Two last thoughts on the local wildlife: it's nice to be walking along a bustling thoroughfare and realize that an elephant just passed you by, but the thought of these incredibly intelligent creatures being condemned to a life of servitude is quite distressing. By booking our trip to Chitwan ourselves and not going with a package deal, we avoided having to suffer the indignity of the compulsory elephant ride. Unfortunately, while trying to squeeze the last cent from our park admission fee ,we took the canoe ride along the Rapti - which was great - and ended up at the elephant breeding center - which was not. Wild elephants are reported to be extirpated in Nepal, but that would be news to the people who manage the tame ones in Suaraha. While we were there, a rouge male was trying to get at the captive females, and we would occasionally hear a sudden gale of noise as people would try to chase this guy off, with him trumpeting in anger.
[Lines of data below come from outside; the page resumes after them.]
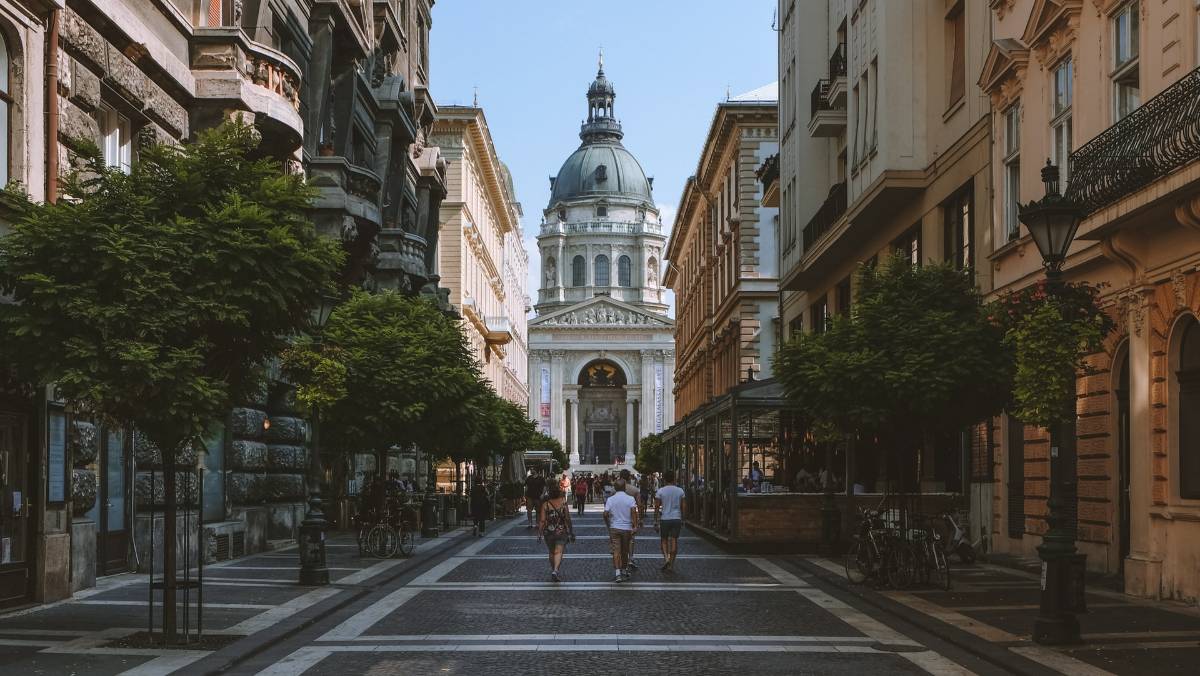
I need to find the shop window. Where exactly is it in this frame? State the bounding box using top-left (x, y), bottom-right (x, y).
top-left (0, 30), bottom-right (12, 187)
top-left (1175, 317), bottom-right (1200, 499)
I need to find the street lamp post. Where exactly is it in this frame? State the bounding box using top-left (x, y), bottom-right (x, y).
top-left (1019, 160), bottom-right (1087, 644)
top-left (299, 297), bottom-right (336, 586)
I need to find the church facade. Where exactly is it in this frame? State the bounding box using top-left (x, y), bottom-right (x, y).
top-left (529, 62), bottom-right (674, 469)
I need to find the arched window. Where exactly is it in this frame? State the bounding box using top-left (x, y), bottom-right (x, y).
top-left (1175, 317), bottom-right (1200, 499)
top-left (0, 30), bottom-right (12, 187)
top-left (593, 253), bottom-right (612, 286)
top-left (617, 256), bottom-right (634, 286)
top-left (571, 256), bottom-right (588, 286)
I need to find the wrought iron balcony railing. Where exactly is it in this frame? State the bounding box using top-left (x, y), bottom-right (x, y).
top-left (809, 79), bottom-right (833, 119)
top-left (804, 181), bottom-right (846, 253)
top-left (829, 42), bottom-right (846, 79)
top-left (1066, 68), bottom-right (1200, 214)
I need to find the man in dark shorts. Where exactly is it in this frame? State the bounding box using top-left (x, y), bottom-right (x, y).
top-left (654, 469), bottom-right (684, 573)
top-left (526, 474), bottom-right (546, 528)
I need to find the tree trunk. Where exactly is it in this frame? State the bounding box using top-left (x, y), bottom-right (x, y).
top-left (150, 439), bottom-right (179, 644)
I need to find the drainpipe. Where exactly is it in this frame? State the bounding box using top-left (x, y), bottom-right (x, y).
top-left (46, 10), bottom-right (60, 203)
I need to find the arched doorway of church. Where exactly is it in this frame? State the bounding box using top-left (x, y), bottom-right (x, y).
top-left (575, 359), bottom-right (634, 465)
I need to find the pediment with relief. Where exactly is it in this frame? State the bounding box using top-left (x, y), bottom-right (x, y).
top-left (529, 298), bottom-right (674, 329)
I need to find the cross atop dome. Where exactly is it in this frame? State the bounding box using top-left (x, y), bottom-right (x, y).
top-left (580, 58), bottom-right (625, 143)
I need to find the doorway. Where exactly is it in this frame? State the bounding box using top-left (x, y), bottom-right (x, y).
top-left (592, 430), bottom-right (612, 465)
top-left (96, 430), bottom-right (130, 575)
top-left (0, 411), bottom-right (32, 608)
top-left (1116, 352), bottom-right (1132, 574)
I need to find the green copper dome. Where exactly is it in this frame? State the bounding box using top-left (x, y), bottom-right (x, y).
top-left (550, 62), bottom-right (654, 207)
top-left (550, 143), bottom-right (653, 204)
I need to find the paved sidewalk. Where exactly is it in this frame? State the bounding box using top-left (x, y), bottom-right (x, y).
top-left (794, 557), bottom-right (1200, 676)
top-left (0, 528), bottom-right (470, 676)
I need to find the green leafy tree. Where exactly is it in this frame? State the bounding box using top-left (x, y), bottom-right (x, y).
top-left (776, 257), bottom-right (1013, 485)
top-left (634, 435), bottom-right (666, 474)
top-left (989, 280), bottom-right (1115, 429)
top-left (0, 122), bottom-right (342, 635)
top-left (283, 291), bottom-right (482, 468)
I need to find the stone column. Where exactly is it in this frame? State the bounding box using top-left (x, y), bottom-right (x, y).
top-left (625, 399), bottom-right (637, 463)
top-left (638, 349), bottom-right (654, 437)
top-left (1112, 289), bottom-right (1156, 598)
top-left (550, 349), bottom-right (566, 444)
top-left (570, 395), bottom-right (583, 467)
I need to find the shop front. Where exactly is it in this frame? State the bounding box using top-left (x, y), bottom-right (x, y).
top-left (664, 379), bottom-right (965, 551)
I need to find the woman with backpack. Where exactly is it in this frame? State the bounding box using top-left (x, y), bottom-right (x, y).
top-left (538, 484), bottom-right (575, 582)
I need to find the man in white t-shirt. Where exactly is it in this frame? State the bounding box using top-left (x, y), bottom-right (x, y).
top-left (654, 469), bottom-right (684, 573)
top-left (604, 479), bottom-right (638, 582)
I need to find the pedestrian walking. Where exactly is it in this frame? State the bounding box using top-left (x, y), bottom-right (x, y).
top-left (538, 485), bottom-right (575, 582)
top-left (620, 469), bottom-right (646, 570)
top-left (654, 469), bottom-right (685, 573)
top-left (604, 479), bottom-right (640, 582)
top-left (470, 478), bottom-right (492, 537)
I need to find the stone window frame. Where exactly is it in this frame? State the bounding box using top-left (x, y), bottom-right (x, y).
top-left (1166, 312), bottom-right (1200, 507)
top-left (1108, 0), bottom-right (1141, 124)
Learning from the experiences of a nearly deceased German who almost rode his bicycle right into this loner, we never strayed to far when birding in that area.
Moving from mammals to reptiles, in Pokhara we graduated from crocodiles to snakes. While casually watching a Pond Heron, we realized he was standing next to an extremely long constrictor of some kind. This was OK with me - the miracle of optics notwithstanding, there was still a long way between us and him - but for Doreen, with her deep dread of snakes, it was quite alarming. A couple of days later, while she and I took slightly divergent paths through the forest, I had the vague sense that something dead was nearby, as well as noticing a few unusually fat flies buzzing around. Thinking little of it, we sat beneath a banyan tree for a while (it was an abandoned village) to see if any birds were around, then walked back. This time we both took Doreen's route and, looking to my right, I noticed that I had previously passed right by a dead snake, all seven or eight feet of him hanging from a tree beside the path. Obviously snakes are no more popular here than anywhere else - a sad fact for them, and also for us, who would rather let them get on with their lives a good distance from wherever we might happen to be, and thereby avoid the prospect of walking into any dead ones.
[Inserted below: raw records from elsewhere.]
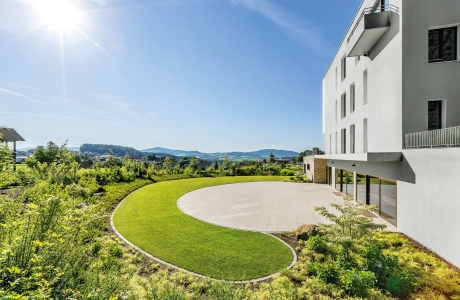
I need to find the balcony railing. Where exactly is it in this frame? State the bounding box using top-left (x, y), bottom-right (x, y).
top-left (347, 4), bottom-right (399, 43)
top-left (405, 126), bottom-right (460, 148)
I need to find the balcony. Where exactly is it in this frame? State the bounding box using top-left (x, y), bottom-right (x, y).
top-left (347, 4), bottom-right (399, 57)
top-left (404, 126), bottom-right (460, 149)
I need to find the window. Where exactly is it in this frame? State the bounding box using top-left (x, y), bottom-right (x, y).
top-left (335, 132), bottom-right (339, 154)
top-left (350, 83), bottom-right (355, 114)
top-left (335, 100), bottom-right (337, 123)
top-left (340, 93), bottom-right (347, 119)
top-left (428, 27), bottom-right (457, 62)
top-left (428, 101), bottom-right (442, 130)
top-left (329, 134), bottom-right (332, 154)
top-left (350, 124), bottom-right (355, 153)
top-left (341, 54), bottom-right (347, 81)
top-left (341, 128), bottom-right (347, 154)
top-left (363, 119), bottom-right (367, 153)
top-left (335, 67), bottom-right (338, 90)
top-left (363, 70), bottom-right (367, 104)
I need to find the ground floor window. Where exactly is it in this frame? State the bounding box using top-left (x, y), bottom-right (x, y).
top-left (335, 169), bottom-right (343, 192)
top-left (355, 173), bottom-right (366, 204)
top-left (335, 169), bottom-right (397, 225)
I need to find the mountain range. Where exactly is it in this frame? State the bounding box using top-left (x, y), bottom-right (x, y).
top-left (141, 147), bottom-right (299, 160)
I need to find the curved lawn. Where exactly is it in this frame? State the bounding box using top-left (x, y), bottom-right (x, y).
top-left (113, 176), bottom-right (293, 280)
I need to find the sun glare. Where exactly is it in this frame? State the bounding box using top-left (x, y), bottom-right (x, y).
top-left (33, 0), bottom-right (80, 31)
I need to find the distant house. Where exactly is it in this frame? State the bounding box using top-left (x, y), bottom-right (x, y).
top-left (0, 127), bottom-right (25, 161)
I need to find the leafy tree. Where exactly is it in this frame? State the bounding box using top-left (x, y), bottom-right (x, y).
top-left (145, 153), bottom-right (157, 161)
top-left (315, 197), bottom-right (386, 257)
top-left (0, 138), bottom-right (13, 174)
top-left (223, 154), bottom-right (232, 169)
top-left (268, 151), bottom-right (275, 164)
top-left (163, 155), bottom-right (173, 174)
top-left (174, 162), bottom-right (182, 174)
top-left (188, 156), bottom-right (200, 173)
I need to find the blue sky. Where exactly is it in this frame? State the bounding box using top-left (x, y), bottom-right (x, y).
top-left (0, 0), bottom-right (361, 152)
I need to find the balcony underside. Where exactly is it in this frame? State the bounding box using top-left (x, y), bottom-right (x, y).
top-left (315, 152), bottom-right (402, 162)
top-left (347, 11), bottom-right (395, 57)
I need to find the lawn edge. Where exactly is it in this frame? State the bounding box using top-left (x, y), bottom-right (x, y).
top-left (108, 179), bottom-right (297, 283)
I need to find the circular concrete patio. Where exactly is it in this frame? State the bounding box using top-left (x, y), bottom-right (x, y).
top-left (177, 182), bottom-right (343, 232)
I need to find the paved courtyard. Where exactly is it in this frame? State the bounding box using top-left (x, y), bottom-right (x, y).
top-left (177, 182), bottom-right (396, 232)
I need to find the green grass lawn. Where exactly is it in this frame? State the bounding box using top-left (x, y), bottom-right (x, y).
top-left (113, 176), bottom-right (293, 280)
Finally, I have to thank the great and wise Robert Sheckley for his concept of metaphoric deformation, and it's attendant panzaism. Basically, if being quixotic means seeing giants where there are only windmills, panzaism can be defined as seeing windmills instead of giants. There is a danger that the more you travel, the more your senses might overload and cause you to hallucinate the everyday instead of perceiving the extraordinary. This first hit me in Pokhara, when we jumped into a cab being driven by Ice T. Unless it was just the Lariam.